Another example of the evolution is that earlier this year the alliance changed its name to Merliance and defines itself as “an alliance of Long Island producers of top-quality merlot and merlot-based blends.” And members know their goals will take time. Roth says “merlot and merlot blends will be the image and the future of the reds of Long Island.” “You can’t force anything on people,” he says. “But there’s an energy that slowly pushes people forward; it’s gaining a momentum and a tension.” The structure of the alliance encourages this, he says, by not requiring a joining fee. Funds come from the sale of a collaborative wine, a 100 percent merlot bottling called Merliance, for which each member must donate two barrels. The first vintage, 2004, was released in 2008. Alliance members sell it from their tasting rooms, and it sells out each year.
However, many top merlot producers in the region—Lenz, Bedell and Paumanok—are not members, something that is still keenly felt. Merliance executive director Donnell Brown Stires says the board is discussing creating different levels of membership that could allow the smaller wineries, which have trouble letting two barrels go each year, to join. They are also considering making Merliance itself a blend with a minimum of 75 percent merlot. New members could then donate barrels with wine that includes some cabernet franc or petit verdot.
This coupled with education—in June, French oenologist Jacques Lurton visited Long Island to taste and consult with Merliance members—and research—members are conducting leaf-removal trials to test the effect on finished wine (they intend to pay for a full chemical analysis of Long Island merlot’s aromatics to help define what makes Long Island merlot Long Island merlot and not merlot that’s like what comes from Washington State or the right bank of the river Gironde in Bordeaux)—are catalysts to move forward.

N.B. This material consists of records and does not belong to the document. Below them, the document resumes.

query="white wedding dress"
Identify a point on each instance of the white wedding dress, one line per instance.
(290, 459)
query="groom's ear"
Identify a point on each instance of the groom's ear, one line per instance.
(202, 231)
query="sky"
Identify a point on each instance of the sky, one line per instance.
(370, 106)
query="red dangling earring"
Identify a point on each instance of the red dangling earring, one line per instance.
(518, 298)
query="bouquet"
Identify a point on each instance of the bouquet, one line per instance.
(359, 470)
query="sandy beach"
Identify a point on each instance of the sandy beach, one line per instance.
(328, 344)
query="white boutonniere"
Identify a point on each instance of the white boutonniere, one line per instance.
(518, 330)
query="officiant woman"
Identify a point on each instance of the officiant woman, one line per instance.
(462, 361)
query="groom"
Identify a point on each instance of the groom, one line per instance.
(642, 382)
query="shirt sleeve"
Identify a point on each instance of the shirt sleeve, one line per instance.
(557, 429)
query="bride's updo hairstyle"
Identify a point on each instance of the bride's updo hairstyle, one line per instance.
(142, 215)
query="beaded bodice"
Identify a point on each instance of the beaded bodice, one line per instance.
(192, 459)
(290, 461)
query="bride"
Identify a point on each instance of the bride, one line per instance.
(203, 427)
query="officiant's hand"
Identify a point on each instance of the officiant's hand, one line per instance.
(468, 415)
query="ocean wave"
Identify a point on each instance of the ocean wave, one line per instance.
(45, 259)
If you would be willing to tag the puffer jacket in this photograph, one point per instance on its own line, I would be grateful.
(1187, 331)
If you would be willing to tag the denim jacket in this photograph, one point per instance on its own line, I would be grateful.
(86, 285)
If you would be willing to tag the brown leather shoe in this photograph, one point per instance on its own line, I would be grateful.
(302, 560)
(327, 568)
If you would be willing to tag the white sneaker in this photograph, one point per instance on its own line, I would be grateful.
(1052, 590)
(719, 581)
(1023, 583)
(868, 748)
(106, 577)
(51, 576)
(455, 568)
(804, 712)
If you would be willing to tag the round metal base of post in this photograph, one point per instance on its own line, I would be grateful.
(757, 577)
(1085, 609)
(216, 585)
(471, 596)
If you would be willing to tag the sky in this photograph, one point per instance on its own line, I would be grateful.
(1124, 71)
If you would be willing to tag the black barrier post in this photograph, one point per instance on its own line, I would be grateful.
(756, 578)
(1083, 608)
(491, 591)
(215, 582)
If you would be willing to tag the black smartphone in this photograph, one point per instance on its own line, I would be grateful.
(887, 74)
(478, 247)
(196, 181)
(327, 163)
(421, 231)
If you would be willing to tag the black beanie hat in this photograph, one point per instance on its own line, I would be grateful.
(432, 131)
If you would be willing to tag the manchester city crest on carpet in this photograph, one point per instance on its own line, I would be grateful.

For now Merliance has six members: Clovis Point, McCall Wines, Raphael, Sherwood House Vineyards, T’Jara Vineyards and Wölffer Estate Vineyard. Louisa Thomas Hargrave, who first planted vinifera grapes on Long Island in 1973, is an honorary member. T’Jara is founding member Hearn’s brand of 100 percent merlot bottlings he makes with Jed Beitler. He acknowledges that the alliance could get more done in terms of research if there were more members, but his enthusiasm for a focus on merlot and merlot-based blends has not dimmed after seven years. He also notes that many of what wineries call their premium wines, like Paumanok’s Assemblage or Bedell’s Musée, are merlot-based blends. (Although in some years the Assemblage can contain an equal or higher percentage of cabernet sauvignon.) This is part of the long view. “In a generation it will be crystalized what variety is good for Long Island,” Roth says. “We believe it will be merlot.”